The Pure and the Impure by Sidonie-Gabrielle Colette with introduction by Judith Thurman. Recommended.
Colette believed The Pure and the Impure was her best work. I can’t judge, not having read anything of hers but a few short stories, but this collection of her observations about human attitudes toward relationships and sexuality is insightful and timeless. It is also difficult and obscure at times, perhaps because of the translation and because there is no real structure to such a collection.
Thanks to her milieu, her position in it, and her willingness to seek the story, Colette could draw upon the most interesting people of her time — the givers and the takers. From the older woman who publicly fakes an orgasm while self-pleasuring in an opium house to gladden the heart of her young, sickly lover to the roué who exclaims of women, “They allow us to be their master in the sex act, but never their equal. That is what I cannot forgive them” to the circle of prominent women who learn the ways of sex from servants, dress as men, and love horses (she calls the most notable of these women “La Chevalière”) to the “happy,” alcoholic, lesbian poet Renée Vivien to the gay men with whom she seems most comfortable, Colette covers a spectrum of sexuality and combinations — including those men and women who play their heterosexual and homosexual relations against one another.
“I’m devoted to that boy, with all my heart,” the older woman tells Colette, a stranger to her. “But what is the heart, madame? It’s worth less than people think. It’s quite accommodating. It accepts anything. You give it whatever you have, it’s not very particular. But the body . . . Ha! That’s something else, again.” Thurman believes this sums up Colette’s view precisely, the heart as a slave to the body.
Although Colette apparently wanted to remain an impartial observer, she cannot mask her own feelings and biases.

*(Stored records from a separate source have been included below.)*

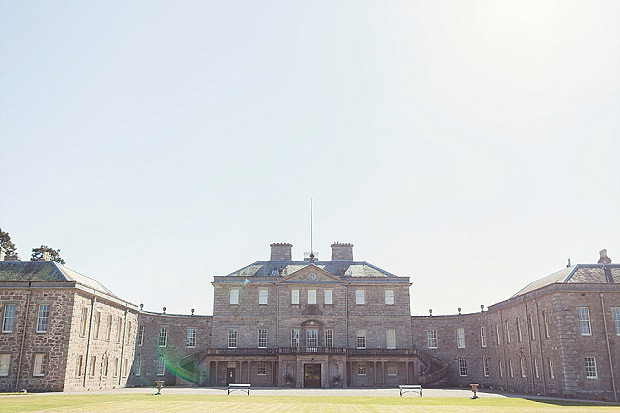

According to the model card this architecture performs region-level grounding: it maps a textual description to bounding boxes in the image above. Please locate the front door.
[226,367,237,384]
[304,364,321,388]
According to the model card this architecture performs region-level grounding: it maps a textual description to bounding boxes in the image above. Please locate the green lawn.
[0,394,620,413]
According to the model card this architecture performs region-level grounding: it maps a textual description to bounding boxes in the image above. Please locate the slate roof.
[227,261,396,278]
[0,261,118,298]
[513,264,620,297]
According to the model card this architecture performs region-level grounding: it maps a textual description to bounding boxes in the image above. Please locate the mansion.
[0,243,620,401]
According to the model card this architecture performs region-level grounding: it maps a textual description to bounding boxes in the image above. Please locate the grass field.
[0,394,620,413]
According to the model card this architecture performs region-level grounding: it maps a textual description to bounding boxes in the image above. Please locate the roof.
[513,264,620,297]
[227,261,396,278]
[0,261,118,298]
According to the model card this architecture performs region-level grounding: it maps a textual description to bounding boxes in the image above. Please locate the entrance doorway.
[226,367,237,385]
[304,364,321,388]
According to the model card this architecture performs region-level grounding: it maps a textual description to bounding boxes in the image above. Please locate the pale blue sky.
[0,0,620,314]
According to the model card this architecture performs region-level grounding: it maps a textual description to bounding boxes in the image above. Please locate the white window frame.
[157,327,168,347]
[584,356,598,379]
[426,328,437,348]
[356,330,366,349]
[577,307,592,336]
[456,327,465,348]
[258,328,267,348]
[228,288,239,305]
[36,304,52,333]
[385,328,396,350]
[258,289,269,305]
[458,356,468,377]
[228,328,239,348]
[306,290,316,304]
[185,327,196,348]
[2,304,17,333]
[323,290,334,305]
[355,290,366,305]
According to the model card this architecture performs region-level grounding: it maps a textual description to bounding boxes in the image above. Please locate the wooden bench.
[228,383,251,396]
[398,384,422,397]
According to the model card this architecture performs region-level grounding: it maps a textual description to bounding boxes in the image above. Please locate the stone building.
[0,260,138,392]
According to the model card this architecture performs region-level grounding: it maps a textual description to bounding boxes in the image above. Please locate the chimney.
[598,249,611,264]
[269,242,293,261]
[332,242,353,261]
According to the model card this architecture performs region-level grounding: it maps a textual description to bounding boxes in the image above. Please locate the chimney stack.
[269,242,293,261]
[598,249,611,264]
[332,242,353,261]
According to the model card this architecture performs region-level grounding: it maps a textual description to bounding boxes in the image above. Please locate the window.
[133,354,142,376]
[577,307,592,336]
[386,361,398,376]
[105,314,113,345]
[0,354,11,377]
[32,353,46,377]
[547,357,555,379]
[459,356,467,377]
[504,320,510,344]
[93,311,101,340]
[585,357,598,379]
[325,329,334,347]
[80,307,88,337]
[291,329,299,347]
[2,304,15,333]
[75,354,84,377]
[228,328,239,348]
[185,328,196,348]
[456,328,465,348]
[357,330,366,348]
[116,317,123,347]
[158,327,168,347]
[527,314,536,341]
[612,306,620,336]
[88,356,97,377]
[258,290,269,305]
[482,357,490,377]
[426,328,437,348]
[37,305,50,333]
[306,328,319,351]
[355,290,366,305]
[258,328,267,348]
[256,361,267,376]
[385,329,396,349]
[323,290,334,305]
[228,289,239,304]
[157,354,166,376]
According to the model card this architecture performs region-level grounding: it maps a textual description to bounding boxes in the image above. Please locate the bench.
[228,383,251,396]
[398,384,422,397]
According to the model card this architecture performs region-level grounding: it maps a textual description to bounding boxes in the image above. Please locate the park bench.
[398,384,422,397]
[228,383,251,396]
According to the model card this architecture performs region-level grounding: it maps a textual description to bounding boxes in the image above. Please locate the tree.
[0,228,17,257]
[30,245,65,264]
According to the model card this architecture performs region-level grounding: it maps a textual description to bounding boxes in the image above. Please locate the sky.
[0,0,620,315]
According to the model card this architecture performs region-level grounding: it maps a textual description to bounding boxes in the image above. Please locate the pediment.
[279,264,344,284]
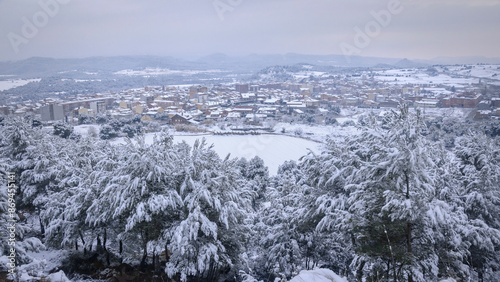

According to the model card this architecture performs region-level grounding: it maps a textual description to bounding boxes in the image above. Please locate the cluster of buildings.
[0,76,500,124]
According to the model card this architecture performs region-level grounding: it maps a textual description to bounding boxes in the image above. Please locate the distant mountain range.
[0,53,500,77]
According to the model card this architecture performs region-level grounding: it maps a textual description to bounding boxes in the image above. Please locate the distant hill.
[0,53,500,78]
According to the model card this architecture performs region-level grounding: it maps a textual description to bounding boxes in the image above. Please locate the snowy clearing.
[112,133,323,175]
[290,268,347,282]
[174,135,322,175]
[0,78,41,91]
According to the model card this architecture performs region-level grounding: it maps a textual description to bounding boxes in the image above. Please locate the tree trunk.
[78,231,87,255]
[405,173,413,282]
[38,216,45,238]
[102,228,108,252]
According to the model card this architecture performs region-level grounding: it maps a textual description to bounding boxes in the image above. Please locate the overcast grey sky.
[0,0,500,61]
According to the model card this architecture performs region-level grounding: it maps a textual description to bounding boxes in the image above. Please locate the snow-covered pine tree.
[310,106,470,281]
[165,140,254,281]
[455,133,500,281]
[86,134,182,266]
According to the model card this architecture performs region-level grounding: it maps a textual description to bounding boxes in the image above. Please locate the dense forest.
[0,106,500,281]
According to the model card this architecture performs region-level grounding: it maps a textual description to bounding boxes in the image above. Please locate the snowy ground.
[170,135,322,175]
[290,268,347,282]
[0,79,41,91]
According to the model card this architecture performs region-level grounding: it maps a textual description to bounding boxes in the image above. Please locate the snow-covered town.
[0,59,500,281]
[0,0,500,282]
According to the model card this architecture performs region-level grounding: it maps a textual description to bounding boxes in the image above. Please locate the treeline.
[0,107,500,281]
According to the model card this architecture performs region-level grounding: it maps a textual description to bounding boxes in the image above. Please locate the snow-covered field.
[0,78,41,91]
[112,133,323,175]
[115,68,224,76]
[170,135,322,175]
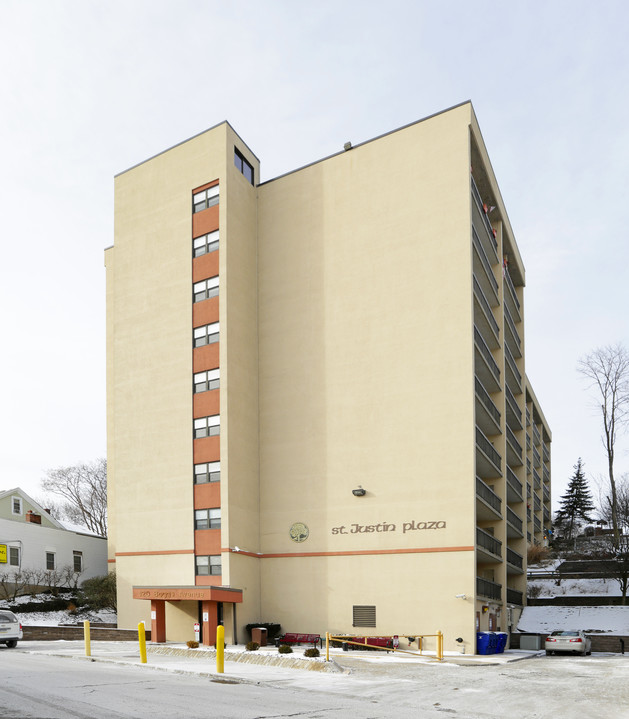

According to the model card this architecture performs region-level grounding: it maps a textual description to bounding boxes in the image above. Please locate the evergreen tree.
[555,457,595,539]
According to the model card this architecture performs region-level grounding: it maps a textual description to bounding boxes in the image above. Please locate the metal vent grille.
[352,604,376,627]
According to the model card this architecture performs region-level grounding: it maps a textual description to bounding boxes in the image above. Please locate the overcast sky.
[0,0,629,510]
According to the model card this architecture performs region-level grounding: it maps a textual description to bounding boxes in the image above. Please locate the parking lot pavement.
[11,641,629,719]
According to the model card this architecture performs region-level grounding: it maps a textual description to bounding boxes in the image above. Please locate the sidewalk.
[10,641,543,684]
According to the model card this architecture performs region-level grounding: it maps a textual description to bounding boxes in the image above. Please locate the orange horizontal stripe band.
[115,549,194,557]
[221,546,474,559]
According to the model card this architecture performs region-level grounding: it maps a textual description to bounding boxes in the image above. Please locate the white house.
[0,487,107,584]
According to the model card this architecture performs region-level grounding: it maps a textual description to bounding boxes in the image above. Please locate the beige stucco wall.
[105,124,231,626]
[258,101,475,648]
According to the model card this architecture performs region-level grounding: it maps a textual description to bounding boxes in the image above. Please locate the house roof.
[0,487,67,529]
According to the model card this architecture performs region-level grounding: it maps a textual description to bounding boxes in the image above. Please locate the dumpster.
[251,627,267,647]
[476,632,496,654]
[496,632,509,654]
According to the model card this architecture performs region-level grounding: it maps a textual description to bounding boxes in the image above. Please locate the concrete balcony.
[507,547,524,574]
[476,427,502,478]
[476,527,502,564]
[476,577,502,601]
[476,477,502,521]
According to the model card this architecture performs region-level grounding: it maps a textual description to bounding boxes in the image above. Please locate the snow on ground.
[0,593,117,627]
[518,606,629,635]
[528,572,620,597]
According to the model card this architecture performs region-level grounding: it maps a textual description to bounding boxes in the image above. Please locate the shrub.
[526,584,542,599]
[526,544,550,564]
[80,572,116,612]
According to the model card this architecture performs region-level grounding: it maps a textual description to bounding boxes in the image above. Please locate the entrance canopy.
[133,586,242,646]
[133,586,242,604]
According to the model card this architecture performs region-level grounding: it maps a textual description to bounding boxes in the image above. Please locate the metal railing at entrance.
[325,631,443,662]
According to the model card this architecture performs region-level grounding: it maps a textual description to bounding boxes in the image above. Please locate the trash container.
[251,627,267,647]
[495,632,509,654]
[476,632,496,654]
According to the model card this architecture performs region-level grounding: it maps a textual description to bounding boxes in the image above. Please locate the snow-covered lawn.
[0,594,117,627]
[518,606,629,635]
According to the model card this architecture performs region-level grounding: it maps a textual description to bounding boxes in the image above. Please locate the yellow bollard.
[83,619,92,657]
[216,624,225,674]
[138,622,146,664]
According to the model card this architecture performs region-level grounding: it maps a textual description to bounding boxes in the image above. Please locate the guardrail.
[325,631,443,662]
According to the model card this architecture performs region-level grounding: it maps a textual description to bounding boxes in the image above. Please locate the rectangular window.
[194,554,221,577]
[352,604,376,627]
[194,462,221,484]
[193,275,218,302]
[194,507,221,529]
[194,322,219,347]
[193,230,218,257]
[194,414,221,439]
[192,185,218,213]
[234,147,253,185]
[194,368,220,394]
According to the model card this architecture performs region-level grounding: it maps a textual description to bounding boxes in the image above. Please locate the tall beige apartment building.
[105,103,551,653]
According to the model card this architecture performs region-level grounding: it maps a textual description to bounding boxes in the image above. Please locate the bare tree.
[41,459,107,537]
[578,344,629,547]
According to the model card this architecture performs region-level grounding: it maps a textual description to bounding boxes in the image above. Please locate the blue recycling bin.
[476,632,496,654]
[496,632,509,654]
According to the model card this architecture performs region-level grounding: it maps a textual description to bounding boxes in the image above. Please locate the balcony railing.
[473,275,500,338]
[533,469,542,489]
[505,385,522,426]
[533,425,542,447]
[476,527,502,558]
[505,305,522,352]
[476,427,502,471]
[507,507,522,532]
[472,225,498,295]
[507,467,523,497]
[533,447,542,467]
[505,345,522,392]
[507,547,524,569]
[470,175,498,252]
[503,267,520,312]
[507,427,522,464]
[533,517,542,532]
[476,577,502,600]
[474,325,500,383]
[476,477,502,514]
[474,377,500,426]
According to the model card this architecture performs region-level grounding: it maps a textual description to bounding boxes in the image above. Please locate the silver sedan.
[544,629,592,656]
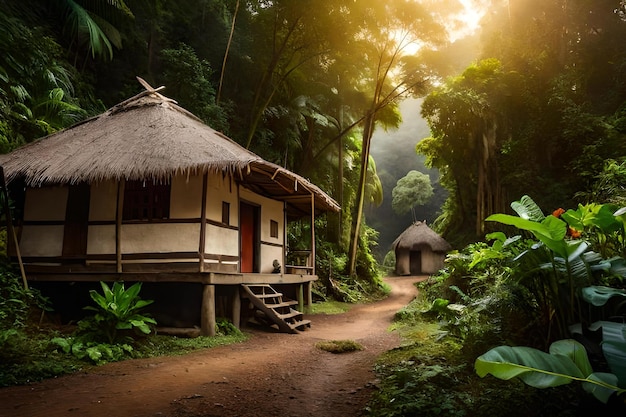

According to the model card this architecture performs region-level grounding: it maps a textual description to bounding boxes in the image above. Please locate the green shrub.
[78,282,156,344]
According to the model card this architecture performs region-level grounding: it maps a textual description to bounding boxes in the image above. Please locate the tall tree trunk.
[348,111,374,276]
[215,0,239,104]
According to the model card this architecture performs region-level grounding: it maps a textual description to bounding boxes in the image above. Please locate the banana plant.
[486,196,596,337]
[474,339,626,403]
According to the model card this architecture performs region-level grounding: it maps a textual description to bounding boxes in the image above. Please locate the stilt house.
[0,84,340,335]
[392,222,451,275]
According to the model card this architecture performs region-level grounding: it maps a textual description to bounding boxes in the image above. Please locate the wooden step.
[254,292,283,299]
[265,300,298,308]
[278,309,302,321]
[241,284,311,333]
[289,320,311,331]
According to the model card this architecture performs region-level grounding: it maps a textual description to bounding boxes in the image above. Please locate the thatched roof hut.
[392,222,452,275]
[0,83,339,216]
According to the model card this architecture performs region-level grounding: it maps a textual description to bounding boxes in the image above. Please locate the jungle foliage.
[417,0,626,247]
[370,196,626,416]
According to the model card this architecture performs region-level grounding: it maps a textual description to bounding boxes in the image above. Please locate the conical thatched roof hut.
[0,80,340,334]
[392,222,451,275]
[0,82,339,217]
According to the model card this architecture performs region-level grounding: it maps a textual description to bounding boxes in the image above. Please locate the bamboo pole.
[115,179,126,273]
[0,166,28,289]
[198,172,209,272]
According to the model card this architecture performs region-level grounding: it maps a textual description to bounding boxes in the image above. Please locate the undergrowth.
[366,299,598,417]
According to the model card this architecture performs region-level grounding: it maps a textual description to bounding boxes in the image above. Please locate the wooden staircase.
[241,284,311,333]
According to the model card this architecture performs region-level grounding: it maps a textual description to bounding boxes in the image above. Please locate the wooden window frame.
[122,180,172,221]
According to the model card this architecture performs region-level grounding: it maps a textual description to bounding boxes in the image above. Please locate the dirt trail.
[0,277,420,417]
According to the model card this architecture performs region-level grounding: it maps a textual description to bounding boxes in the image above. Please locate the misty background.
[365,99,447,262]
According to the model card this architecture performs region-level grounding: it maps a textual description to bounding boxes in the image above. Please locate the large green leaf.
[511,195,545,222]
[475,346,587,388]
[485,213,569,258]
[581,285,626,307]
[590,321,626,388]
[474,340,625,402]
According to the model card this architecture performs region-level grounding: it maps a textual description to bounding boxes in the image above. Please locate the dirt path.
[0,277,419,417]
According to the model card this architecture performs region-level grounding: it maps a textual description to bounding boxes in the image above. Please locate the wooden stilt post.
[305,281,313,307]
[298,284,304,311]
[200,284,216,336]
[309,191,315,275]
[233,286,241,329]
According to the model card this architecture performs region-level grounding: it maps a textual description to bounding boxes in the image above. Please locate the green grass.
[367,310,611,417]
[315,340,363,353]
[0,324,248,387]
[306,300,354,314]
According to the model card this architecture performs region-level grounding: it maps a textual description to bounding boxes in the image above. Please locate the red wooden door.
[239,203,258,272]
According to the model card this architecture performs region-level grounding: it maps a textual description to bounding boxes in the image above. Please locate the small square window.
[122,180,170,221]
[222,201,230,225]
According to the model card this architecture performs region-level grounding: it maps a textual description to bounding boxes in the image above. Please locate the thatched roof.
[392,222,452,252]
[0,82,340,216]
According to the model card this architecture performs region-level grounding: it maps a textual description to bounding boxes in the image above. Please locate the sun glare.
[450,0,485,42]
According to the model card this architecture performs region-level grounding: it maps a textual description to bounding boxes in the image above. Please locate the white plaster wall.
[170,175,201,219]
[120,223,200,253]
[89,180,117,223]
[240,188,285,240]
[24,186,68,219]
[20,225,64,256]
[206,174,239,226]
[87,225,115,255]
[204,224,239,256]
[396,249,411,275]
[422,249,445,274]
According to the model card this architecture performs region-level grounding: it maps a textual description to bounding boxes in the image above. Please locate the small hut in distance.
[392,221,452,275]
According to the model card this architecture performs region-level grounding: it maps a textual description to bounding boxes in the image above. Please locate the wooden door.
[239,203,260,273]
[409,250,422,275]
[63,183,90,260]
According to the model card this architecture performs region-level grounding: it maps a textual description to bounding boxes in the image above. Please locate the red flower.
[567,227,580,239]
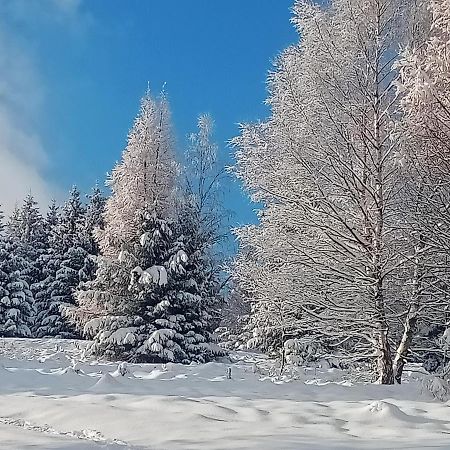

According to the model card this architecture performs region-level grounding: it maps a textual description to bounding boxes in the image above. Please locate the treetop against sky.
[0,0,297,224]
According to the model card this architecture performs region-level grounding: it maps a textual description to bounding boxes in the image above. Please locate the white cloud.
[0,0,86,212]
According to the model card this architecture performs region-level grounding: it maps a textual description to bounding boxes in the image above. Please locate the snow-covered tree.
[68,94,222,362]
[0,237,35,337]
[395,0,450,382]
[98,92,177,258]
[67,92,176,357]
[34,187,89,338]
[234,0,418,384]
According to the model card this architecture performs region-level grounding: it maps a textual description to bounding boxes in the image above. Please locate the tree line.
[233,0,450,384]
[0,92,224,363]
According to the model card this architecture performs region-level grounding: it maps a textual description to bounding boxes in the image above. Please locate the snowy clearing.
[0,339,450,450]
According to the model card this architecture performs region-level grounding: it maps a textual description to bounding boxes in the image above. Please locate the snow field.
[0,339,450,450]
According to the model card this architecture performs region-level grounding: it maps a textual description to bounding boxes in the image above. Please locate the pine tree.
[35,186,89,338]
[33,200,65,337]
[0,237,35,337]
[66,92,176,358]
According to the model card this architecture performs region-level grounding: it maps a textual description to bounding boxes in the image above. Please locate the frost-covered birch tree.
[395,0,450,381]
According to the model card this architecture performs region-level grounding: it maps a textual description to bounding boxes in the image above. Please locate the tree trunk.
[394,308,417,384]
[377,316,394,384]
[394,236,424,384]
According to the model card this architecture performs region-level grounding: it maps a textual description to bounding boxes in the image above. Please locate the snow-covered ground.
[0,339,450,450]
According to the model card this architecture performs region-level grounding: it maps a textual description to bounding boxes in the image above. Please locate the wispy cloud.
[0,0,88,212]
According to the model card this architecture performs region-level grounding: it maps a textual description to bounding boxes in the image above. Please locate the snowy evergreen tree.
[35,187,89,338]
[230,0,424,384]
[67,92,176,358]
[68,90,222,362]
[33,200,65,337]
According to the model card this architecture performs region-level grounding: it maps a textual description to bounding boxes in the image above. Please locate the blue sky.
[0,0,297,224]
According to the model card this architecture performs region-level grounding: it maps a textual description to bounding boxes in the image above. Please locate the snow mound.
[89,373,122,392]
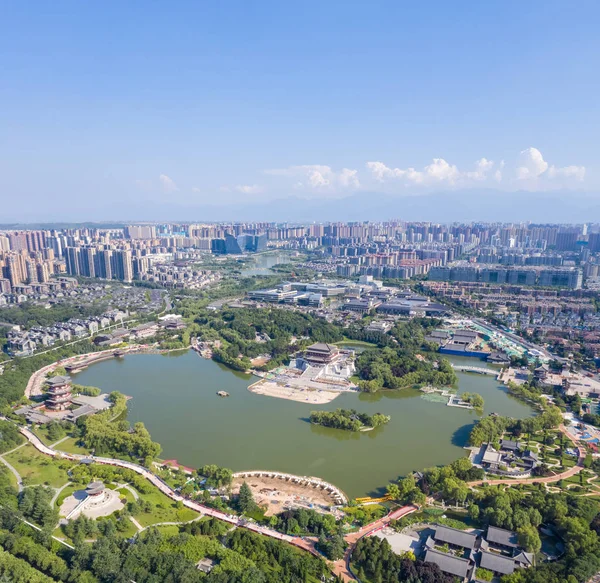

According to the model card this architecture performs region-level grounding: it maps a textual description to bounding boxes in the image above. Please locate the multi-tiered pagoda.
[46,376,73,411]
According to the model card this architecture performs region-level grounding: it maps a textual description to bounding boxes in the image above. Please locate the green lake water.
[73,351,532,497]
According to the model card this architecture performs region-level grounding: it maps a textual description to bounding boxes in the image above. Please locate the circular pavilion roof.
[85,482,104,496]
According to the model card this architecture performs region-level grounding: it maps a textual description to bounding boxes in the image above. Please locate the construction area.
[232,472,347,516]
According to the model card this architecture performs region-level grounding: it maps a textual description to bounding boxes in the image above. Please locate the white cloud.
[158,174,179,193]
[134,178,152,190]
[366,148,585,190]
[465,158,502,180]
[425,158,460,184]
[516,148,586,188]
[367,158,462,185]
[235,184,263,194]
[516,148,548,180]
[548,166,585,182]
[264,164,360,192]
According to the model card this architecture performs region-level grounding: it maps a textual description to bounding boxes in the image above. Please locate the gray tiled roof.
[433,525,477,549]
[425,549,471,579]
[47,376,71,386]
[486,526,519,548]
[479,551,515,575]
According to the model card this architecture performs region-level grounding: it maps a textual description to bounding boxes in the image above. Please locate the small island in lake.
[310,409,391,431]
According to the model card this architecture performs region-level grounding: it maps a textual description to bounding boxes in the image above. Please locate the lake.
[73,351,533,497]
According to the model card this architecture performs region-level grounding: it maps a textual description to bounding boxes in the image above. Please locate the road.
[333,505,418,581]
[0,456,23,492]
[8,417,417,581]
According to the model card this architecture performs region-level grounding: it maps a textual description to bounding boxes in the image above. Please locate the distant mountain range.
[0,189,600,229]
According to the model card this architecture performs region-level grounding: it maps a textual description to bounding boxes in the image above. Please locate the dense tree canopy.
[310,409,391,431]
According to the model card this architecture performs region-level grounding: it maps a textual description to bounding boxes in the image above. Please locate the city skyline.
[0,2,600,222]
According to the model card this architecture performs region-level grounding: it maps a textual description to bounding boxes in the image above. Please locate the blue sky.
[0,0,600,222]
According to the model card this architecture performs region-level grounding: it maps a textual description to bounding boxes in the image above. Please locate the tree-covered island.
[310,409,391,431]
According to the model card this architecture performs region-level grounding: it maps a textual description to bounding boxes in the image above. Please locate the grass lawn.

One senses that she could not quite see a woman-woman partnership as “whole,” as passionate, as capable of being the source of tragedy in the same way as other types of relationships. (Anaïs Nin will also hint at something similar in her diaries, at the “incompleteness” of female/female love.) “What woman would not blush to seek out her amie only for sensual pleasure? In no way is it passion that fosters the devotion of two women, but rather a feeling of kinship.” She is fascinated by the story of Lady Eleanor Butler and Miss Sarah Ponsonby, the “Ladies of Llangollen,” who elope and spend several decades living together. During this time, Butler will keep an extensive journal about her life with “My Beloved,” while, to Colette’s consternation and fascination, Ponsonby remains a silent partner. Colette so romanticizes the Ladies that she says they run off together as “young girls,” when in fact Butler was 39 and Ponsonby in her 20s. While there is all kind of detail about their living arrangements, from gardening, sewing, hosting an array of distinguished visitors, and sharing a bedroom and bed, there is nothing known of their emotional or sexual intimacies other than their obvious devotion to one another. They remain a happy, content enigma to Colette and to the present day.
The book concludes on a more personal note — about jealousy, “the only suffering that we endure without ever becoming used to it.” She maintains that “a man never belongs to us” and hints at the unique and not unfriendly relationship two female rivals may have — even rivals who wish to kill one another. When one rival tells Colette all the things that had prevented her from killing Colette in Rambouillet (missed train, stalled car, etc.), Colette says, “I was not in Rambouillet.” The relationship between her and her rival becomes more interesting, more revealing, more important, and more affectionate than with the man over whom they duel.
Colette suffered what many turn-of-the-century female intellectuals must have — a society’s fear of “masculine” women who are too intelligent, too outspoken, too knowing. When she offers to travel with the roué (apparently as a friend), he says in seriousness, “I only like to travel with women,” which, a moment later, is softened by, “You, a woman? Why, try as you will . . .” Even today, there are women who have experienced this.
“This is a sad book,” Colette said. “It doesn’t warm itself at the fire of love, because the flesh doesn’t cheer up its ardent servants.” Thurman adds, “This great ode to emptiness was written by a woman who felt full.”
The Pure and the Impure is a must read for anyone who enjoys Colette’s other writings; it is the most autobiographical of her works.